Free SG50 commemorative Lego sets from MOE being sold online for $100 and more

An SG50 lego set made up of 244 pieces and can be used to build three Singaporean icons - the Cavenagh Bridge, Changi Control Tower, and the Supertrees from Gardens by the Bay. -- PHOTO: FACEBOOK/YS TAN/I'M A SINGAPOREAN ADULT FAN OF LEGO PAGE
An SG50 lego set made up of 244 pieces and can be used to build three Singaporean icons - the Cavenagh Bridge, Changi Control Tower, and the Supertrees from Gardens by the Bay. -- PHOTO: FACEBOOK/YS TAN/I'M A SINGAPOREAN ADULT FAN OF LEGO PAGE

SINGAPORE - Lego fans have paid $100 each, or even more in some cases, to get their hands on a commemorative SG50 Lego set that the Ministry of Education gives to students for free.

On Thursday, a public group on Facebook called "I'm a Singaporean Adult Fan of Lego (AFOL)" was abuzz with information on the prices of these collectible sets, and opinions on people who were selling and buying them. The sets are being sold widely on popular buy-and-sell platform Carousell.

Each set is made up of 244 pieces and can be used to build three Singaporean icons - the Cavenagh Bridge, Changi Control Tower, and the Supertrees from Gardens by the Bay.

The gift, meant for students from primary level to junior college level, commemorates Singapore's 50 years of independence and is named "Building My SG: Reflect, Celebrate, Inspire".

One netizen, who goes by the name Y S Tan, on Thursday posted a photo of a set, and posted more photos as he took his fellow enthusiasts through the building process.

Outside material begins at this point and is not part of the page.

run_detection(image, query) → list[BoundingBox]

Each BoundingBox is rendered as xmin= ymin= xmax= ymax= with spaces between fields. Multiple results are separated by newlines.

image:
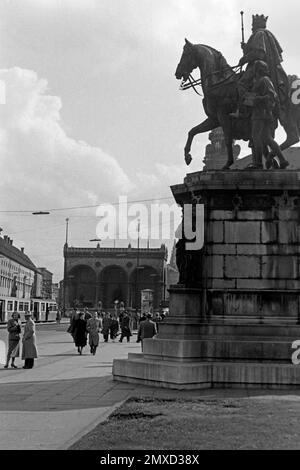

He also posted a photo of a set that was being sold at $180.

One Facebook user Ken Yeoh said: "When there is a demand, the market forces will be at work. Just hope that we don't deprive our own children of the fun they can get by forcing them to give up their sets for parents to sell. That's sad."

While some sought to buy the set, others on AFOL discussed how they could buy the pieces on a website that sells them, and urged those who have instructions to make them available.

A check by The Straits Times showed that at least 17 sets were up for sale on Carousell on Friday morning. None of the sets appeared on another popular international selling site, eBay.